(Your terminology strongly suggests a Windows-specific application so I have written this answer accordingly. On other modern operating systems, the terminology is different, but the behavior is the same, except for some embedded environments, but if you were coding for those you would not have asked this question.)
First, the OS will automatically deallocate all memory associated with your process when it is terminated. You never have to worry about RAM remaining allocated.1
Second, you can get notified upon Alt-F4 / window close. I don't know the details, never having written a GUI application for Windows, but there should be some way you can arrange to get it treated the same as selecting Quit from the application's menus; your "toolkit" might even do this for you by default. The proper use of this notification is to save files to disk and cleanly shut down network dialogues. (The OS will also automatically close all file handles and disconnect all network sockets, but it won't flush unsaved changes for you, nor will it send application-layer goodbye messages.)

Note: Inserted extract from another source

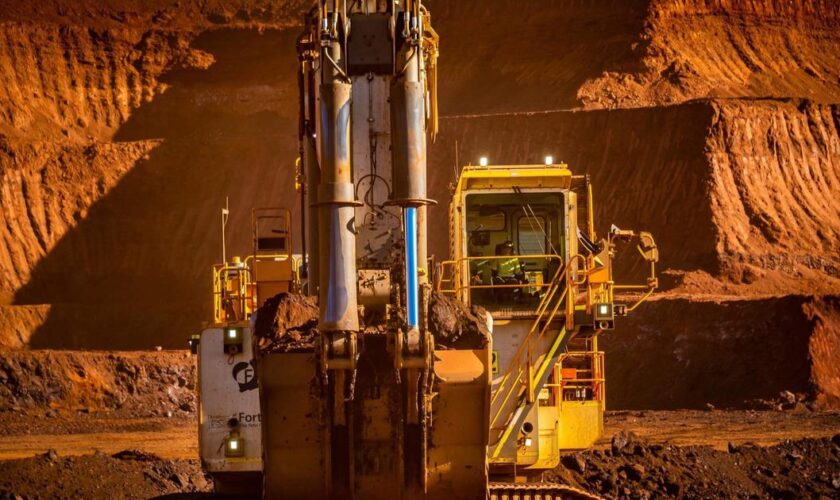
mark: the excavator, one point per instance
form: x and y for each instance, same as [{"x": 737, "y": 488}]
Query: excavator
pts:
[{"x": 381, "y": 406}]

Third, you cannot receive a notification upon "force quit", and this is by design, because it's the software equivalent of the big red emergency stop button on an industrial robot -- it's for situations where making the process go away right now, no matter what is more important than any potential data loss. As you can't do anything about this, you should not worry about it.

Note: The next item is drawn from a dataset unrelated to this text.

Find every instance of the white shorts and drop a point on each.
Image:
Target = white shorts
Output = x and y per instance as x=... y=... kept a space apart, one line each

1 As discussed in the comments: yes, this means it is not necessary to deallocate memory manually before exiting. In fact, it is more efficient if you don't, as discussed here and here. The "common wisdom" that manual deallocation is required dates to the early days of microcomputers; (some iterations of) CP/M and MS-DOS did indeed need each application to deallocate memory manually; nowadays it is an instance of cargo-cult programming.
That said, there are some good reasons to deallocate memory manually before exiting. The most obvious is that some leak-detection tools need you to do it, because they do not know the difference between "memory that the application could have freed if it had bothered" and "memory that the application has lost all valid pointers to, and cannot free anymore". A less obvious case is if you are writing a library, or there's a possibility that your application might get turned into a library in the future. Libraries need to be able to manually free all of their allocations upon request by the application, because the application might need to set up, use, and tear down the library many times in the lifetime of one process. (However, it will be more efficient if the application sets up the library once in its lifetime, uses it repeatedly, and then doesn't bother tearing it down before exiting.)